Illustrated by Sallie Middleton. Published by the R. L. Bryan Company, Columbia, South Carolina, 1970. 260pp. 6.25 x 9.25 inches. Hardcover.
In Woods and Wild Things I Remember, the picture Dr. Archibald Rutledge has drawn of the coastal wildwoods of South Carolina will live forever. As a craftsman of simple and disarming technique, but with such talent that honor upon honor has been heaped upon him, he makes one a part of his beloved Delta on the Santee and his home by the river. All ages will read his stories with fascination and enjoyment. For sheer narration, good composition and vocabulary choice, high schools and colleges should welcome actively this book to the classroom.
The book is a compilation of stories published by several national magazines as he trod along the road to fame. These are only a few of the hundreds he has written and published, for he has over eighty volumes of prose and poetry to his credit. Dr. Rutledge, now in his eighties, is still working. he is one of he few contemporary American writers who has made tape recordings for the Library of Congress.
In Woods and Wild Things I Remember, he portrays the drama, humor and color of the wild colonies around his home at Hampton and at McClellanville, where he happened to be born while his parents were summering there.
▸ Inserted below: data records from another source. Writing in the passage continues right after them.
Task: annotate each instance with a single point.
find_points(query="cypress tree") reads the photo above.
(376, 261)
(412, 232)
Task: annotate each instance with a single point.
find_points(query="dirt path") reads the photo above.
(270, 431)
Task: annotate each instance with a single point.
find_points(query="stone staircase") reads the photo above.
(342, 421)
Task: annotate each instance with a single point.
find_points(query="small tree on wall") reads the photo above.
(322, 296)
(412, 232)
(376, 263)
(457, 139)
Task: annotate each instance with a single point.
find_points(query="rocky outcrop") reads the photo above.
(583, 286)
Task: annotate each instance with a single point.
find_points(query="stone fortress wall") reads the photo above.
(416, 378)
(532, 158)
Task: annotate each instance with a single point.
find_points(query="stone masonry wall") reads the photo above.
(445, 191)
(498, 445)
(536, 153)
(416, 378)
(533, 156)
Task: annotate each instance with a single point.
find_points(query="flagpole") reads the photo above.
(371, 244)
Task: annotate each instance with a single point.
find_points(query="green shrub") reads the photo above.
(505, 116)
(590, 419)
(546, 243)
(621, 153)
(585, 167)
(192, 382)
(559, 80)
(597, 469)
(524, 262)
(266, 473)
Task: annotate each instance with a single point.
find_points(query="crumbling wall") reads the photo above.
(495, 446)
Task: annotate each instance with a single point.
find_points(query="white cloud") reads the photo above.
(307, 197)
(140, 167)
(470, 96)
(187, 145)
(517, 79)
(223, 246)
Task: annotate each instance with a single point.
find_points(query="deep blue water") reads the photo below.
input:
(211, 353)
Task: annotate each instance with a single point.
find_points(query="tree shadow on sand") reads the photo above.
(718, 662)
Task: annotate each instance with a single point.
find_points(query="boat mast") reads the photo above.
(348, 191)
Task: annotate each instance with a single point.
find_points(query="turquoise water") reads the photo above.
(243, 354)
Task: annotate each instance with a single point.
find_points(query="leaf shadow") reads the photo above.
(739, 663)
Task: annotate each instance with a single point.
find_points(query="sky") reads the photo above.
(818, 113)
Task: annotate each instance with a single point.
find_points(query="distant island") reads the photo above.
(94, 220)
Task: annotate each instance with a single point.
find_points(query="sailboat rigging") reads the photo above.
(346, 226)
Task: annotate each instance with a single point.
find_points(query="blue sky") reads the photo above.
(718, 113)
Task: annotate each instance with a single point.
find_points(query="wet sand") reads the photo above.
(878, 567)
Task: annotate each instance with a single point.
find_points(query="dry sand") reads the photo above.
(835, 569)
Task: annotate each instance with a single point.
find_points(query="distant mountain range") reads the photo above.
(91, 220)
From his experiences in the wild and his great storehouse of knowledge, he absorbs the listener with tales of hunting and fishing and his observations of all things great and small. His stories are illuminating and delightful and awaken the imagination through his vivid pen.
Dr. Rutledge's life has been a long and busy one. He is of Irish and French Huguenot ancestry and was born in 1883. He was the son of Henry Middleton Rutledge, a Confederate colonel, and Margaret Seabrook Rutledge. Two grandfathers were governors of South Carolina. He married first Florence Hart of Winchester, Virginia, and they had three sons, Archibald, Jr., Henry Middleton and Irvine Hart. Following her death, he married Alice Lucas of Spartanburg, who had once lived at The Wedge, a neighboring plantation, and who was a former school mate.
Dr. Rutledge attended the McClellanville schools, Porter Academy in Charleston, and received his B.S. degree from Union College, New York. He has had conferred on him twenty honorary degrees, including the Doctor of Literature from Furman University and the The University of South Carolina and the Master of Arts from Union College. The University of South Carolina named him to Phi Beta Kappa. He has received more than thirty medals, including the John Burroughs Medal for nature writing. He is a member of the American Society of Arts and letters, the American Poetry Society, the Neucomen Society, and others. His social fraternity is Kappa Alpha. He taught at Mercersburg Academy, Pennsylvania, from 1904–1937. When he retired from teaching, he returned to Hampton and began its restoration. For the past several years, he resided in Spartanburg.
Among his first published works was a story in 1918, “Tom and I on the Old Plantation,” In 1966, The R. L. Bryan Company brought out a revised edition of Deep River, a complete collection of his poems, which it had first published in 1960.
Dr. Rutledge was named poet laureate of South Carolina by legislative action in 1934 when Ibra C. Blackwood was governor. Dr. Rutledge was also South Carolina's elector to the National Hall of Fame and his portrait was unveiled in the South Carolina House of Representatives in 1966.